Arizona Sen. John McCain said Friday that given the truncated timeline, he cannot vote for the health care repeal proposal floated by fellow Republican Sens. Lindsey Graham of South Carolina and Bill Cassidy of Louisiana next week.
“I cannot in good conscience vote for the Graham-Cassidy proposal. I believe we could do better working together, Republicans and Democrats, and have not yet really tried. Nor could I support it without knowing how much it will cost, how it will affect insurance premiums, and how many people will be helped or hurt by it,” McCain said. “Without a full [Congressional Budget Office] score, which won’t be available by the end of the month, we won’t have reliable answers to any of those questions.”
McCain’s announced opposition makes it unlikely, if not impossible, that Republicans will be able to muster the 50 votes needed to get a bill through the Senate. McCain was the deciding vote that doomed the previous effort.
And with Sens. Rand Paul of Kentucky and Susan Collins of Maine also considered opposed to the proposal it appears unlikely Republicans will reach the 50 votes needed to pass it with Vice President Mike Pence’s vote.
Graham has been McCain’s closest friend in the Senate, and there was some question as to whether the South Carolina senator could get his colleague from Arizona on board. Graham said he respected McCain’s decision, although he disagreed with it.

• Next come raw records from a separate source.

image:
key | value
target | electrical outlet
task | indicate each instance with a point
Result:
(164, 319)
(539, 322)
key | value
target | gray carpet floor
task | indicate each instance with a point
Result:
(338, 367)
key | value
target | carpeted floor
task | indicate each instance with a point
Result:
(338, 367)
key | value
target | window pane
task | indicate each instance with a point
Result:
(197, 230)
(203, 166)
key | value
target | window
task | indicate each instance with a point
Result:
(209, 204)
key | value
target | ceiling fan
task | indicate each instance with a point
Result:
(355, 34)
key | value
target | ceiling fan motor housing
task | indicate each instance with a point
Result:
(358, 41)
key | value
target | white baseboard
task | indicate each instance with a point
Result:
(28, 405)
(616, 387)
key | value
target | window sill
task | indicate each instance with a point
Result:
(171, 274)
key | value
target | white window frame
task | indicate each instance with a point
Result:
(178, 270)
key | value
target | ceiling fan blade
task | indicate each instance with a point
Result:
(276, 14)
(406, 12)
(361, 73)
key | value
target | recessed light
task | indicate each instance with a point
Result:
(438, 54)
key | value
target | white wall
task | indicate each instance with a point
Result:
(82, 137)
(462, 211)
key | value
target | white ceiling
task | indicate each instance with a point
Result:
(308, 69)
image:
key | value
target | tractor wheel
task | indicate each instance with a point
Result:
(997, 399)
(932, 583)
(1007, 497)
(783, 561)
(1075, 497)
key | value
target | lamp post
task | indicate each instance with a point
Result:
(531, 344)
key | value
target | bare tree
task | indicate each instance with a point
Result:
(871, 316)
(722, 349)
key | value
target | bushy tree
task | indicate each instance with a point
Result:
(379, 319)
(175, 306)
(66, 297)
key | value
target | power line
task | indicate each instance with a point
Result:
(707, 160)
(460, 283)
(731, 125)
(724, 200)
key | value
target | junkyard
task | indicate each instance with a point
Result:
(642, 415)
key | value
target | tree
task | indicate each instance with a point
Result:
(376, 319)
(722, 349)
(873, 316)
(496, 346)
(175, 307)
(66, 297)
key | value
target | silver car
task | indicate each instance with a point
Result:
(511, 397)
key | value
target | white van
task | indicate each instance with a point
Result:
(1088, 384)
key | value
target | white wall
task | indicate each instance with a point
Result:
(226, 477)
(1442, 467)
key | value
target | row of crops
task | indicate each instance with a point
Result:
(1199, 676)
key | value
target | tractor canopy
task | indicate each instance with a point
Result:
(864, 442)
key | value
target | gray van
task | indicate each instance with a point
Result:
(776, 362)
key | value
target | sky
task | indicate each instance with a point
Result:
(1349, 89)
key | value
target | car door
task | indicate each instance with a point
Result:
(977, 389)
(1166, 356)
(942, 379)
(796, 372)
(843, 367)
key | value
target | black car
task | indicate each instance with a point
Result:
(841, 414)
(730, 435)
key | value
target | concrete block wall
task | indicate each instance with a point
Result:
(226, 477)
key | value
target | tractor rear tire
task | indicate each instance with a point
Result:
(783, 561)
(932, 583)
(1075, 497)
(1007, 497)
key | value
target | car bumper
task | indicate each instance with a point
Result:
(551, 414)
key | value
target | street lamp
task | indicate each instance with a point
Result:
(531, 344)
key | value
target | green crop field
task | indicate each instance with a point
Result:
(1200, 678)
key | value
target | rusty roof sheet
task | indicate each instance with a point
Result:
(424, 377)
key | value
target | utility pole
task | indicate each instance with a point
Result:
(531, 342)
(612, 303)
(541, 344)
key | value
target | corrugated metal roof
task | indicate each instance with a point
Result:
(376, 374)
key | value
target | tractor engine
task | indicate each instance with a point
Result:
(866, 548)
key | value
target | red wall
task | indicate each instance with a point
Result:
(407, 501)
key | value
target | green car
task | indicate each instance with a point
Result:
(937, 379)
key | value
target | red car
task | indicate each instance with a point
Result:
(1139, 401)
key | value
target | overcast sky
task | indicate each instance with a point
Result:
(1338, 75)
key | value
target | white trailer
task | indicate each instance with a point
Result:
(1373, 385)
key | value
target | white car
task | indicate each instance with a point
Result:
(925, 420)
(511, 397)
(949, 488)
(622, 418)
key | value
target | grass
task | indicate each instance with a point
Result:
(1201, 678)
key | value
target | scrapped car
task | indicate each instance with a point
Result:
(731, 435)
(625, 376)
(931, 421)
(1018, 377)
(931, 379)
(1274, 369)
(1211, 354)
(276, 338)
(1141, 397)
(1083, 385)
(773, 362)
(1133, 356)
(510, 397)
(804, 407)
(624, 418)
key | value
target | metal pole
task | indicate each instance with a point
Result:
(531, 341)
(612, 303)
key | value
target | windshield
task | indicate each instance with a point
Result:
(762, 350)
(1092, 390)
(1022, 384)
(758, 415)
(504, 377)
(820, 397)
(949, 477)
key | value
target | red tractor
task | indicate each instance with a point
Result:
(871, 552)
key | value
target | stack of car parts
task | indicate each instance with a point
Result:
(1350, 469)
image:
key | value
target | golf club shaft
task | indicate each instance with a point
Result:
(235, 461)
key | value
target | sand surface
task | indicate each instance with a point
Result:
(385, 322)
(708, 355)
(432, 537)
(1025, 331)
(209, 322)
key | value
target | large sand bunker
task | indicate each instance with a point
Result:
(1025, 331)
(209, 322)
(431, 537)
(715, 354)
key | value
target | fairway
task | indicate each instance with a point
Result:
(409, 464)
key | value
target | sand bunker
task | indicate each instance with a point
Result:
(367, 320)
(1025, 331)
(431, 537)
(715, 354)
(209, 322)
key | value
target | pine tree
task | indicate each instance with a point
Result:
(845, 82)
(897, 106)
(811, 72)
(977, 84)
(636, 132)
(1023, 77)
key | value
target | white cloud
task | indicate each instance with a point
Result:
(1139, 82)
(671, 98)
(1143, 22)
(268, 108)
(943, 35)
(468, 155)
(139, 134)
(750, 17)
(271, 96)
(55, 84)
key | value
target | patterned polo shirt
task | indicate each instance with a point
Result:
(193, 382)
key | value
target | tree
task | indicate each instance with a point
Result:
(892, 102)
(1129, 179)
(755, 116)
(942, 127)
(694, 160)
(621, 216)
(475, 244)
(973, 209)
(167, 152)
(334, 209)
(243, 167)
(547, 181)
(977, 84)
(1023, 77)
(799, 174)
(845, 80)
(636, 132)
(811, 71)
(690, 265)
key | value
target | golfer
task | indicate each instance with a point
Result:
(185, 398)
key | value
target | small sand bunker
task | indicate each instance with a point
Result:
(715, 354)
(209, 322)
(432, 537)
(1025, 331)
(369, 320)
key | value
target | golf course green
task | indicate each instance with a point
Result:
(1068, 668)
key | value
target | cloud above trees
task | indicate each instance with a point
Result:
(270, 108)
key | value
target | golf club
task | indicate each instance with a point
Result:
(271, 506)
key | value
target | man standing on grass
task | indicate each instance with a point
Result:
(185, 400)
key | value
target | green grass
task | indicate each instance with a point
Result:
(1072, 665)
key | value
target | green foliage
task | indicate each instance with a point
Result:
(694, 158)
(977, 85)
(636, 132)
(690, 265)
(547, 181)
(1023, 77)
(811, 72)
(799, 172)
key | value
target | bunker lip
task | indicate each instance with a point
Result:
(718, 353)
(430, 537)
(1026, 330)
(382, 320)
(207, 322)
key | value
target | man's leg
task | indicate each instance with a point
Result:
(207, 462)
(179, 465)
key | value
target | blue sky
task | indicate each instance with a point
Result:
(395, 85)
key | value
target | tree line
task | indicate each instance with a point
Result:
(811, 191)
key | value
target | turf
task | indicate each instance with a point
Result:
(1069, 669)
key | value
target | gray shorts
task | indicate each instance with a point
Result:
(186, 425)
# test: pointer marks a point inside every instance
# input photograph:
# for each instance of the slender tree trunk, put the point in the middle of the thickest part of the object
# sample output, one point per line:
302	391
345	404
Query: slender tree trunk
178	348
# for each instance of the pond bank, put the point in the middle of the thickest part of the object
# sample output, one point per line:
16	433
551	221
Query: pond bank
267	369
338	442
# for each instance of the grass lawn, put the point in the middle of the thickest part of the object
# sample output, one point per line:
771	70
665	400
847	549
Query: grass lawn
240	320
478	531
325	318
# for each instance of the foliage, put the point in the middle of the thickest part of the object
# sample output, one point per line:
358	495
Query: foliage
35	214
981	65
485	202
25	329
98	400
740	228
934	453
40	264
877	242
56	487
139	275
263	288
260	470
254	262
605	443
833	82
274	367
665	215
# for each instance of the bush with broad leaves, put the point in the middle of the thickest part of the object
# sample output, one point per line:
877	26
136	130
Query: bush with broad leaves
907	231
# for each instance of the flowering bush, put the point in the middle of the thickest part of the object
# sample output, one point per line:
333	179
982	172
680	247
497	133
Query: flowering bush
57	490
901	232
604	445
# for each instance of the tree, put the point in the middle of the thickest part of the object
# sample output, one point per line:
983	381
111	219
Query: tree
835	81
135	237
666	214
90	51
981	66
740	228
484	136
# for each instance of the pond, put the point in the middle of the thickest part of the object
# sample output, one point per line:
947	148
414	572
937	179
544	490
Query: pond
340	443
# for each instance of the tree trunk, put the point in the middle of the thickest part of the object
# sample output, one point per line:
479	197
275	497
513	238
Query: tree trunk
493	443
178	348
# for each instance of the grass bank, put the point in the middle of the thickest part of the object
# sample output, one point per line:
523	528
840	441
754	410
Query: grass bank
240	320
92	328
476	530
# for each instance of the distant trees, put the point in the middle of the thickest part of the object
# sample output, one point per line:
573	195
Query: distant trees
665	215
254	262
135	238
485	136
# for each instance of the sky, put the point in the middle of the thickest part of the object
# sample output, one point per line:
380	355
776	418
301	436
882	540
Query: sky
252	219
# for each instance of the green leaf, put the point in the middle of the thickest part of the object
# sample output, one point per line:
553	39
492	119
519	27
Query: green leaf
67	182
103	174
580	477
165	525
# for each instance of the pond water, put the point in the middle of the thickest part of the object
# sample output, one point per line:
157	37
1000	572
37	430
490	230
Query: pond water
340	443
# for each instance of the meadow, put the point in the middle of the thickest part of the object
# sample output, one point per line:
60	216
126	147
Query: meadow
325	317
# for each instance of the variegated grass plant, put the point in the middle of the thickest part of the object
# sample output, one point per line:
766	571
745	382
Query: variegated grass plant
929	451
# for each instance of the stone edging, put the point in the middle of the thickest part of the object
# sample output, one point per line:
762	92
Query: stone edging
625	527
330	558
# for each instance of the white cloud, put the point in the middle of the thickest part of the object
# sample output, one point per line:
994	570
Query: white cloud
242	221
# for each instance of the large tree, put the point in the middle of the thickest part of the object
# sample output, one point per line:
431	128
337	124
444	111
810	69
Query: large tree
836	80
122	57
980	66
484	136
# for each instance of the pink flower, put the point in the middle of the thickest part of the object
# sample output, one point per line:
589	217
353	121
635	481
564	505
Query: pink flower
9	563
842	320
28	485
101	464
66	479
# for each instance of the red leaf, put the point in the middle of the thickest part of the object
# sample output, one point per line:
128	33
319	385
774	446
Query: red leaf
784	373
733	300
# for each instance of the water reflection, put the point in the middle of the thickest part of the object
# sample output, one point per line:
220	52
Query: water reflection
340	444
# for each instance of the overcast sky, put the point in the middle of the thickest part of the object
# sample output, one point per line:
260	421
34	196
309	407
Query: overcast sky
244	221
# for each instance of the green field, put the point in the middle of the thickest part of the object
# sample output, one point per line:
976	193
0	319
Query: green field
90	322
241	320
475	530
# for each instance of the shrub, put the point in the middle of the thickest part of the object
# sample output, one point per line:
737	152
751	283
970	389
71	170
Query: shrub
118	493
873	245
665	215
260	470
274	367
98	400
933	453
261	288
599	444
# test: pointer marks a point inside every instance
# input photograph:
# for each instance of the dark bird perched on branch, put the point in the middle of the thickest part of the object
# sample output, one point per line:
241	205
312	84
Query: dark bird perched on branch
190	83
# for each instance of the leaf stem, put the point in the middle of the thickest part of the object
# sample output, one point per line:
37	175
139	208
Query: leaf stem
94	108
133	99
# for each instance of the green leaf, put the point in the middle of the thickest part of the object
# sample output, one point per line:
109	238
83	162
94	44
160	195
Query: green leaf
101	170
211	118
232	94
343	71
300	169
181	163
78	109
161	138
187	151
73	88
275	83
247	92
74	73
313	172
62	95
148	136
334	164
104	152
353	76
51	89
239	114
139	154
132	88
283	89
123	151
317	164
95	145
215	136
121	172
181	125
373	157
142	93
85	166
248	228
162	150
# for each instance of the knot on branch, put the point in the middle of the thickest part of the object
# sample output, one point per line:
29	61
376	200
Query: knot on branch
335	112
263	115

“My friendship with John McCain is not based on how he votes but respect for how he’s lived his life and the person he is,” Graham said in a statement. “Obamacare is collapsing in Arizona, South Carolina, and across the nation — driving up premiums and reducing choices. I feel an obligation to fix this disaster and intend to push forward for state-centric health care versus Washington-knows-best health care.”
The fast-track budget procedure known as reconciliation that Republicans were using to advance the bill expires on Sept. 30, forcing the GOP to try to ram through a list-minute bill that several Senate aides said there was still significant confusion over.